While not completely interchangeable, there are some commonalities that allow you to interchange SOME flare fittings.

In the sizes -02, -03, -05, -08 and -10 only, the threads of SAE 37° flare (JIC) and SAE 45° flare are the same. However, the sealing surface angles are not.

Some female swivel fittings in these sizes are actually dual seat, with two sealing surfaces (one at 37° and one at 45°), allowing the female to mate with either a 37° male OR a 45° male.

If you're mating a male flare fitting with flared tubing, it is always preferable to have the angles match. However, if your tubing is not hardened steel (such as stainless) it may conform to the new angle just enough to seal in some applications where the pressure is not excessive.

I apologize for the vagueness of that last paragraph, but I don't have any hard data to indicate where the line should be drawn here. People who have worked with specific materials in specific applications probably know how much they can bend the rules on those specific situations. Just be aware that not ALL flares are interchangeable in all sizes or all applications, so you may run into problems if you assume this works in ALL applications. It more than likely does not.
 
   / Flaring tubing #8  
I'm not an expert but I assumed that AN and JIC flares could be interchanged. SAE is both 37 and 45 degrees. Here's a link to a Rigid 37 SAE flare tool.

37ー SAE Flaring Tool for 3/16 - 3/4" Pipe (377)

They have two different angles for the flare and seat. You might do it with force, but it is not a good idea.

They make a flare tool kit for 45 degrees also.

http://www.toolbarn.com/ridgid-83037.html?refpage=ridgid-41162&type=related_view

They are not interchangeable.
 
   / Flaring tubing
  • Thread Starter
#9  
Going back to my original post, Mastercool makes several sets of dies for their hydraulic flaring tool. The universal kit I got contains only 45° dies. They do sell a set of 37° dies for their tool (which I ordered). I'm a little worried that the 37° set they sell is for doing thinner pipe typically used in AN applications for fuel lines.

I've been told that for 3/8" hydraulic tubing for a tractor should be .065" wall, maybe .049 would would work but it's cutting it close depending on what my Kubota's pressure is set at. I've done some flares on 1/4" brake line with a simple screw type flare tool and found that the force needed was extreme. To do them I had to mount the clamp part in a vice and put an extension on the flaring part to apply enough force. I expect the hydraulic flare tool will be able to achieve greater force, but will it be enough to handle the thicker wall tubing?
 
   / Flaring tubing #10  
I've been told that for 3/8" hydraulic tubing for a tractor should be .065" wall, maybe .049 would would work but it's cutting it close depending on what my Kubota's pressure is set at. I've done some flares on 1/4" brake line with a simple screw type flare tool and found that the force needed was extreme. To do them I had to mount the clamp part in a vice and put an extension on the flaring part to apply enough force. I expect the hydraulic flare tool will be able to achieve greater force, but will it be enough to handle the thicker wall tubing?
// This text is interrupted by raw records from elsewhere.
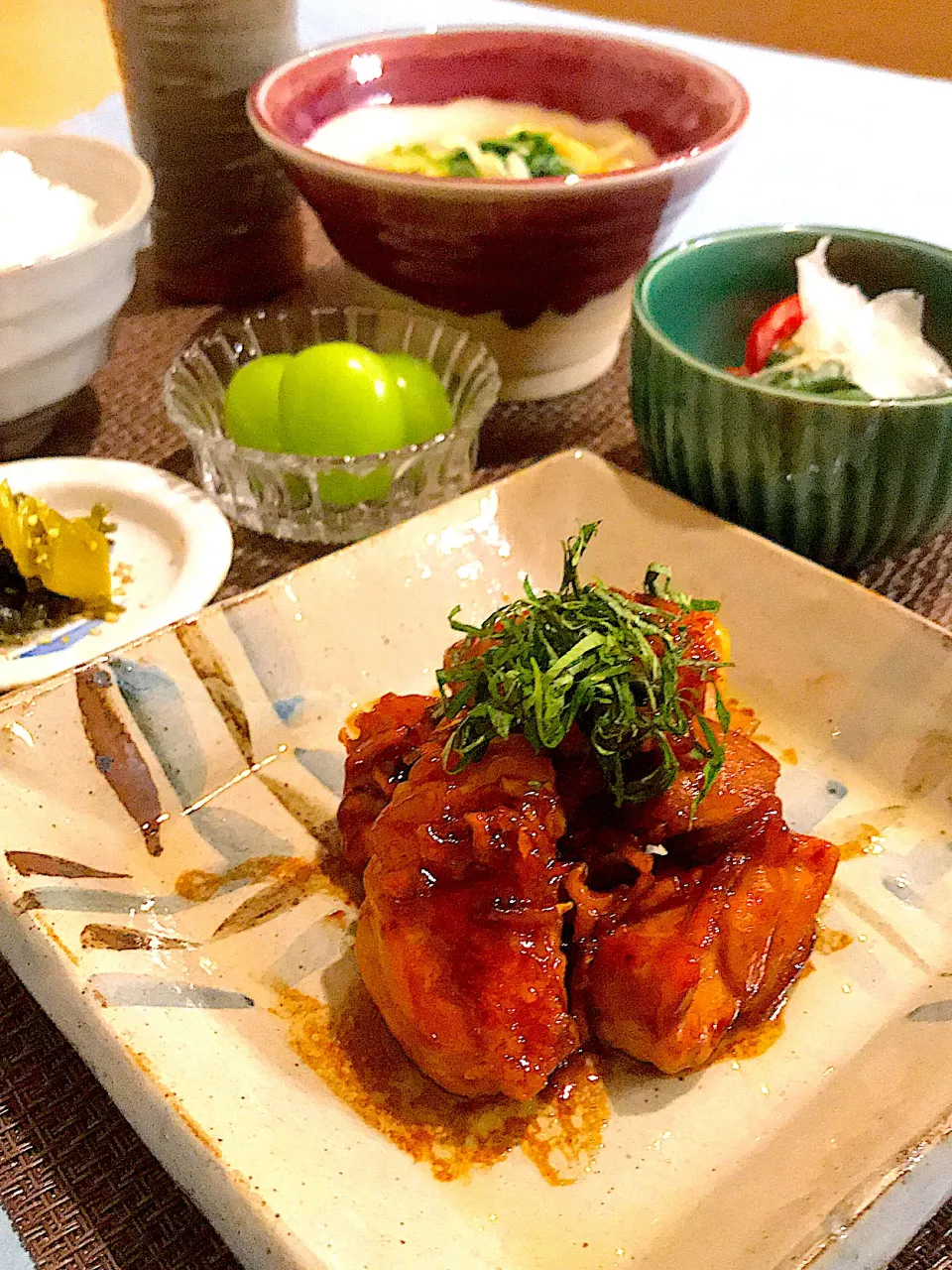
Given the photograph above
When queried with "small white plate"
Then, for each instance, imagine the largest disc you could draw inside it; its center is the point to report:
(172, 544)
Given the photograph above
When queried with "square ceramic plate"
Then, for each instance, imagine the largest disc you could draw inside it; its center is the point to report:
(217, 1026)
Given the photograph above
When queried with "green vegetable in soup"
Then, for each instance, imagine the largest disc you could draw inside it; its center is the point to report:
(535, 149)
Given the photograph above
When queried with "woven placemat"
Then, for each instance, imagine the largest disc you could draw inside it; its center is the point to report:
(81, 1191)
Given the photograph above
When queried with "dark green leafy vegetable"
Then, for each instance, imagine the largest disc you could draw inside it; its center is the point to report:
(588, 656)
(27, 610)
(460, 164)
(535, 149)
(829, 377)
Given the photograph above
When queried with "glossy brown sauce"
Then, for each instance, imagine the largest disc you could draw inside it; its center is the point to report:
(752, 1040)
(353, 1052)
(830, 942)
(867, 841)
(198, 885)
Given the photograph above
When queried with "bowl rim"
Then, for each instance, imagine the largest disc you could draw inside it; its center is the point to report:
(651, 271)
(134, 214)
(492, 186)
(198, 344)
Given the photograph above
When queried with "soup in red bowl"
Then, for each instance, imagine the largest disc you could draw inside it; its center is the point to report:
(539, 267)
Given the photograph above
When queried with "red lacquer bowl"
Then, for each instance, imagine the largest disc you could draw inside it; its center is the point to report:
(527, 250)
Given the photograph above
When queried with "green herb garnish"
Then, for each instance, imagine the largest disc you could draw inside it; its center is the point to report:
(829, 377)
(535, 149)
(590, 656)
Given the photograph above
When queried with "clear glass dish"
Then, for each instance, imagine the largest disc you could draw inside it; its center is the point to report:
(280, 494)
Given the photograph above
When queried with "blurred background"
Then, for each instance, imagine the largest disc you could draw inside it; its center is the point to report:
(56, 59)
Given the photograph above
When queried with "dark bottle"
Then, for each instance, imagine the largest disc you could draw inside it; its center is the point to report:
(226, 221)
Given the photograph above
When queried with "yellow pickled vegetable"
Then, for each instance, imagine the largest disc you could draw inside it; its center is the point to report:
(67, 557)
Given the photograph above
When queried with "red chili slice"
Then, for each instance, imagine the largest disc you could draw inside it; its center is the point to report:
(770, 329)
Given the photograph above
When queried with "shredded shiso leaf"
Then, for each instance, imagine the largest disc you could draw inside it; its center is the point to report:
(590, 656)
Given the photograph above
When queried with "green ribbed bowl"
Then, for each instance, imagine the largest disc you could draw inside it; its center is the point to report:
(841, 481)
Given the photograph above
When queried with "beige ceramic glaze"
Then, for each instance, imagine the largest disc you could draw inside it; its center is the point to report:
(749, 1165)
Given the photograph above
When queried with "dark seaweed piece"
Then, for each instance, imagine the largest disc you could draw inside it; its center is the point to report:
(26, 608)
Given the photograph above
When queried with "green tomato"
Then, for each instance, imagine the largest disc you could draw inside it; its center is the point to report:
(426, 409)
(345, 489)
(252, 402)
(338, 399)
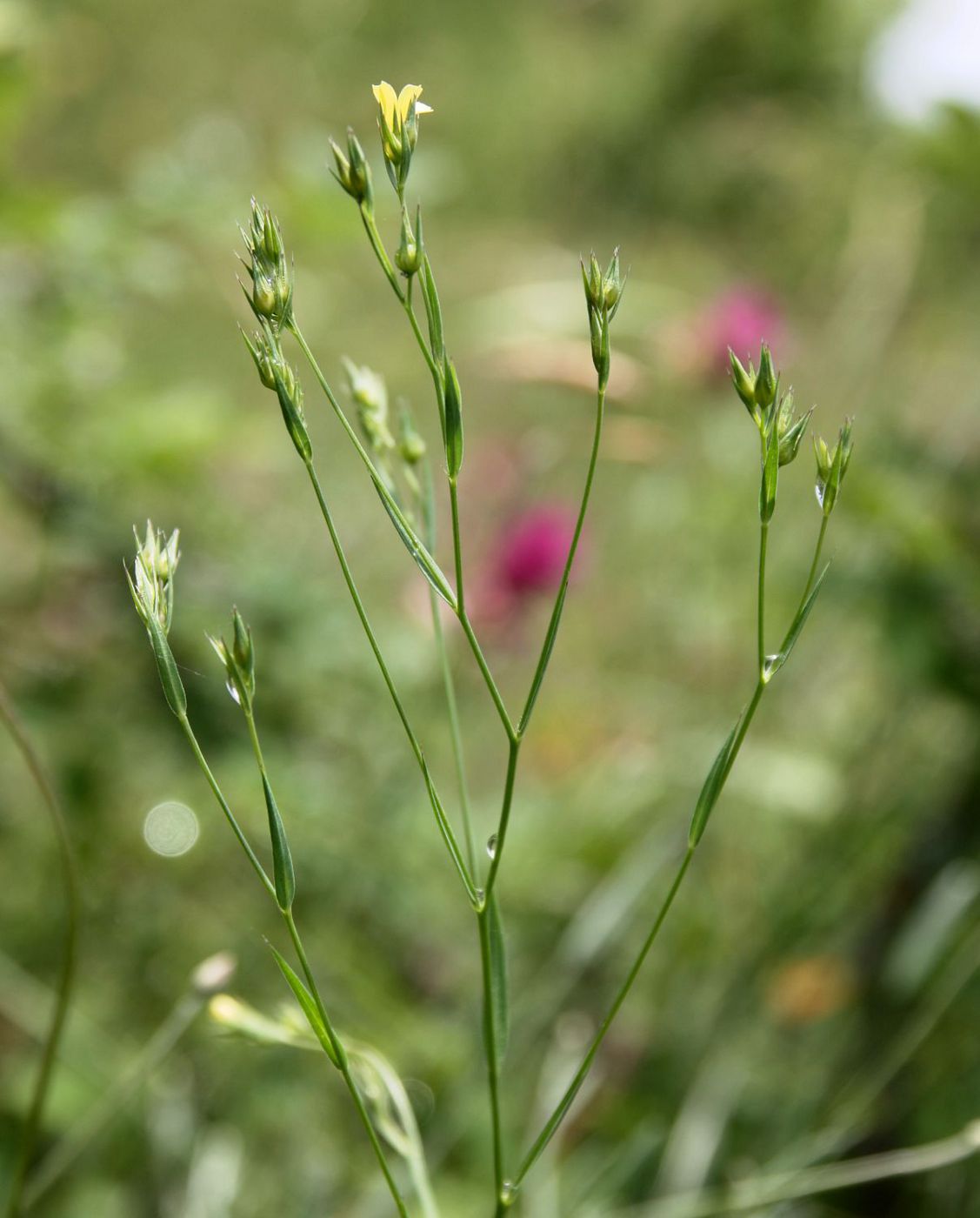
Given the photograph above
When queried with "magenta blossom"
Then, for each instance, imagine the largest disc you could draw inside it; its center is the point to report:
(533, 550)
(742, 319)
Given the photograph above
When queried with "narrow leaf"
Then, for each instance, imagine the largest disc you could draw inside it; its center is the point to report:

I choose to stay with the .065". It is a little harder to work with but when you start putting bends in tubing the outside of the turn gets "drawn" and the wall thickness reduces. I've never cut one in half to see how much, but it does weaken it. The added safety is worth it in my mind.
As far as making the flare on the thicker stuff, lubrication seems to help alot. I use anti-sieze compound. Just a light coating on the anvil of the flare tool and on the threads of the screw. (I have the cheap screw type, I've never used a nice hydraulic one like in your picture!) It stays where you put it and seems to do a good job. I'm sure there is something better and more appropriate out there but this has worked for me so I've never really looked.